The furero deviates from the norm, yes, but in order to maintain the spirit of social criticism that this absurd story has about an official with social aspirations who loses his nose... -his barber cuts it off- and with it all possibility to appear in society. The usual team of Àlex Ollé, with the playwright Susana Gómez as a collaborator, flees here from laughter. It does not intend to highlight on stage that hilarious absurdity that is the piece, as Barrie Kosky did, among others, a few months ago at the Teatro Real, but rather to focus the audience on the present.

“We didn't want the clown thing, the humor here is already carried by the music. But the piece is actually very critical: Gogol makes a social satire of his tsarist moment. And Shostakovich wants to do the same, but he ends up criticizing his own time, Stalin's. What is brought to the present moment fits over any demagogue populist politician: Trump, Putin, Erdogan…”

For this purpose, Ollé has three dramaturgical pillars. The three-to-a-room official is a powerful politician here. And if, according to the story, he goes to the newspaper to place an ad about his missing nose, the greatest value without which he cannot socialize, on the Monnaie stage the politician gives a press conference. He has lost something sausage-shaped, the penis without which it seems to him that he is doomed to be a wretch. His biggest nightmare is being surrounded by the lumpen, the outsiders... And people don't even listen to him, he throws objects at them.

“We don't want the nose to be a character but rather a symbol: status. And we show the protagonist as who he is... someone capable of saying about women that they are "some chickens", as he appears in the story. He is not a victim, but someone despicable ”, comments Ollé.

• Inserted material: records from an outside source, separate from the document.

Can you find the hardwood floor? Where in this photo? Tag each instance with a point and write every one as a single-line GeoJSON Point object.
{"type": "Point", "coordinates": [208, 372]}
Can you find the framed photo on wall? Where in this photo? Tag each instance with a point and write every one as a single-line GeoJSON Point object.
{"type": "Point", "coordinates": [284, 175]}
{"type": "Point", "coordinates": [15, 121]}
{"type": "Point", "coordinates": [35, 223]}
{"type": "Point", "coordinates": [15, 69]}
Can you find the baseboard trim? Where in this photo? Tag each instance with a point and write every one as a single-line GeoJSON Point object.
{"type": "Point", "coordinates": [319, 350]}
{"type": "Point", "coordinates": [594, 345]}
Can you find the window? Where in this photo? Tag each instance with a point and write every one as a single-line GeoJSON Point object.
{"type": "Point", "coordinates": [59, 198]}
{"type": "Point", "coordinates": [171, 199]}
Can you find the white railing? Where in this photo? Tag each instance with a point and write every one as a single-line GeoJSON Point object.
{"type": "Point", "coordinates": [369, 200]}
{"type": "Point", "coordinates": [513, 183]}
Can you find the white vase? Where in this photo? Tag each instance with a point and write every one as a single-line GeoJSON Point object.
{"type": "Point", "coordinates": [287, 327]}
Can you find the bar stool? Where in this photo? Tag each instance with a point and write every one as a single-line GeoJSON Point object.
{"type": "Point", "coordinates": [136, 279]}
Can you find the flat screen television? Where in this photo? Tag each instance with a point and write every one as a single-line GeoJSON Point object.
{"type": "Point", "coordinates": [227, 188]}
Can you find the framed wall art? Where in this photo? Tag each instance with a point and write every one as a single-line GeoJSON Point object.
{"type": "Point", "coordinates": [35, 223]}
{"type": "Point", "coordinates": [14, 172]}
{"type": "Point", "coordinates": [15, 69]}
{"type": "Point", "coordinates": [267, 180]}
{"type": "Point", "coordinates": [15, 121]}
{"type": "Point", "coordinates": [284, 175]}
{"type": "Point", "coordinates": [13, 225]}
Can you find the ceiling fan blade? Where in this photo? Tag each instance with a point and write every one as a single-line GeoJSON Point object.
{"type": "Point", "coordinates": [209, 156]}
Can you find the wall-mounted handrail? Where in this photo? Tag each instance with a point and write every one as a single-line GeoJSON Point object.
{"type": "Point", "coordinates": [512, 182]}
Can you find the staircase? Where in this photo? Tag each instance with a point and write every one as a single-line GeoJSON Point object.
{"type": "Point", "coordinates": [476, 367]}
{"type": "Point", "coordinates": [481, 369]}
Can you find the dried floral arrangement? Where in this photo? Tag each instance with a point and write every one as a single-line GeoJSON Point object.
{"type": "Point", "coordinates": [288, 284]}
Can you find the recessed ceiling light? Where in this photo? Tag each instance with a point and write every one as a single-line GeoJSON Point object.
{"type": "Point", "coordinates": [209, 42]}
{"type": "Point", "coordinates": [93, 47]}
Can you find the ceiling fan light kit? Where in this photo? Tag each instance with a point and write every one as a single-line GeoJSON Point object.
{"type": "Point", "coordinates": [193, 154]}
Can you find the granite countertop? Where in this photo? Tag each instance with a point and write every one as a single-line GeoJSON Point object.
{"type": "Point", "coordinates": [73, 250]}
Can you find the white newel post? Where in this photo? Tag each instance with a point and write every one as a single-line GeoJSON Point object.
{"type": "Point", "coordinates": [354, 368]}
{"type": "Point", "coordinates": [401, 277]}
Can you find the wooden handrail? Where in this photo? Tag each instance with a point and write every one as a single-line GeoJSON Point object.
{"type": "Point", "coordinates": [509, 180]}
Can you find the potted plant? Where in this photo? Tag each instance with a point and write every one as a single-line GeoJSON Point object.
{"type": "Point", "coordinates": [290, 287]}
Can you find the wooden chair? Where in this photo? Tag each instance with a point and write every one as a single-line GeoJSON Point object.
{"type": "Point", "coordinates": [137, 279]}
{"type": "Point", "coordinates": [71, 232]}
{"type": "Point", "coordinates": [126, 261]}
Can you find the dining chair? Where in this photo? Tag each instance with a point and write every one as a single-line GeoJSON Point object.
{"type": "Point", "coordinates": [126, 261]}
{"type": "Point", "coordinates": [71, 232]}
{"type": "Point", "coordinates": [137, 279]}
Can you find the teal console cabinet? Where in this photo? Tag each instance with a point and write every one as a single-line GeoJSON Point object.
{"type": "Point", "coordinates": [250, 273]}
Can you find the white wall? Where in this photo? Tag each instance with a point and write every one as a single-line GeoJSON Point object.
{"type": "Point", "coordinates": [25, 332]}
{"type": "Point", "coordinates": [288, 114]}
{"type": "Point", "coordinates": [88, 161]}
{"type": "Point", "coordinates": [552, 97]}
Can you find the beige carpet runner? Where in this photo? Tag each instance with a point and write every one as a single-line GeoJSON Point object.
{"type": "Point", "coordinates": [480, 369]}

The next pillar is erected by Alfons Flores, with a scenography based on 2 mm iron wings. that allows us to create, like charcoals, common faces of today, war refugees from Ukraine that emerge from the fog that Gogol speaks of in his story. And the costumes by Lluc Castells, inspired by the street photos of Suzanne Stein, who photographs the marginality of New York, generates that group of people whom he does not caricature. The chorus is well educated, its characters are not grotesque, they just lead a hard life, and surely sad. The reality brought to scene.

After his happy experiences with Le grand macabre, Oedipe, Un ballo in maschera and the new Frankenstein by Max Grey, Ollé, the co-founder of La Fura dels Baus and current artist-in-residence at the Liceu, revalidates the applause of the public in Brussels, where it seems to be more of a prophet than in his land. De Caluwé (Termonde, 1963) looks at him satisfied. Although there is a shadow in his gaze. The Belgian playwright will be replaced in 2025 by the former director of the Liceu Christina Scheppelmann, a very different profile from his, carved above all in that lyrical world where voices prioritize.